Just as for energy efficiency improvements, starting in 2023 tax-exempt property owners and investors (ex. non-profits and state/local governments) will be allowed to transfer their renewable energy tax credit to a third party. This change effectively enables these entities to sell their tax credits for cash.
If you have available roof space with 15 years or more of usable life and have high utility rates, a solar PV system could provide a reliable investment with great tax incentives. Experienced consultants can help you maximize all the available rebates and incentives and ensure that the project is sound from feasibility through implementation.
The IRA now considers energy storage or battery energy storage systems (BESS) to be a standalone project instead of having to be tied to a renewable energy project. This means that energy storage systems will be able to receive the same tax credit benefits and extensions as those mentioned in the solar section above. This is great news for all property owners currently owning or considering installing an energy storage system, especially properties with limited roof space. Pre-IRA, energy storage systems had to be charged by at least 75% for the first five years by renewable resources, which limited the possible services an energy storage system could provide and deterred property owners that could not install solar from installing an energy storage system. With the IRA, energy storage systems are now capable of offering a wider range of revenue streams than ever before. If a CRE property is located in any of the states below, an energy storage system will likely be a reliable investment with great tax incentives. Working with renewable energy consultants can allow you to quickly analyze these projects and provide detailed economic metrics for CRE clients that may be interested in an energy storage project.
Electric Vehicle Chargers
Property owners and investors interested in installing electric vehicle charging stations in their parking lots (or garages) in low-income or rural areas are now able to take advantage of the extended and modified Alternative Fuel Vehicle Refueling Property Credit. From 2023 through 2032, a 30% tax credit will be applied to this charging infrastructure up to $100,000 per item of property.
All above-mentioned project types that start in 2023 that are over 1 MWAC, however, must adhere to the IRA’s prevailing wage and apprenticeship requirements; otherwise, the tax credits are reduced to 6%.

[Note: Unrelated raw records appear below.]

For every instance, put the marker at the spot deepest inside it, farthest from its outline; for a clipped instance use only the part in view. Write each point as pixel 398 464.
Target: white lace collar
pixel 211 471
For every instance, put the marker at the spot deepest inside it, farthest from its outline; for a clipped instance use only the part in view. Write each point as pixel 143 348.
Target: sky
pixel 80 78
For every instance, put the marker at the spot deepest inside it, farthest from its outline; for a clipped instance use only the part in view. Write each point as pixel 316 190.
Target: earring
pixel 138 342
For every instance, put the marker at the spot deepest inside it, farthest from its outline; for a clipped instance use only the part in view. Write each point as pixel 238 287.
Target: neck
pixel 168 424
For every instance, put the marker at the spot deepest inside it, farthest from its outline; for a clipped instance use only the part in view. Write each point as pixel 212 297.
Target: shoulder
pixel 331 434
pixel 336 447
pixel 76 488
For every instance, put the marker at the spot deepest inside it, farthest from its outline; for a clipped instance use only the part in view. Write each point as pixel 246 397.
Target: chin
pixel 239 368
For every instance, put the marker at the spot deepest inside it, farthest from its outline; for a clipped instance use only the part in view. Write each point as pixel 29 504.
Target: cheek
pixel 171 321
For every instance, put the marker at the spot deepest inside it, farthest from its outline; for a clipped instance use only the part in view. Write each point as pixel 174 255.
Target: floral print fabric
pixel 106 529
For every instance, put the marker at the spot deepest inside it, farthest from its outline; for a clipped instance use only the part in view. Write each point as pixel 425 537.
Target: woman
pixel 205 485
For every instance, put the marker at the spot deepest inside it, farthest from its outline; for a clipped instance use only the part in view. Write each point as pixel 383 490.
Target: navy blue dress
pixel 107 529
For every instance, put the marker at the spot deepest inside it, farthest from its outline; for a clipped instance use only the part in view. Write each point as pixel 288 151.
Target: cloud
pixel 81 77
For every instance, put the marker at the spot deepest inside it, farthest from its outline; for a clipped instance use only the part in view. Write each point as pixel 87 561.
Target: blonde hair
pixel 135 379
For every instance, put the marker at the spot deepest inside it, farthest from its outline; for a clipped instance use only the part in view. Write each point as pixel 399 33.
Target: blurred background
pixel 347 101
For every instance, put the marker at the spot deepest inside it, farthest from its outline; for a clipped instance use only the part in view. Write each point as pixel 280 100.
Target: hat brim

The direct financial benefits of the IRA discussed above are considerable and will go a long way toward incentivizing those in the CRE industry to incorporate renewable energy and energy efficiency systems into their business models. However, there are a variety of indirect and/or operational aspects of the IRA, which are beneficial to anyone whose business model requires attracting and keeping tenants. Lower electricity costs despite market volatility, energy supplied by onsite solar panels, protection from grid-outages, and the ability to charge electric vehicles are all major selling points for those whose business relies on keeping their buildings occupied.
And since the government is heavily subsidizing the cost of these improvements, now is a great time to take action.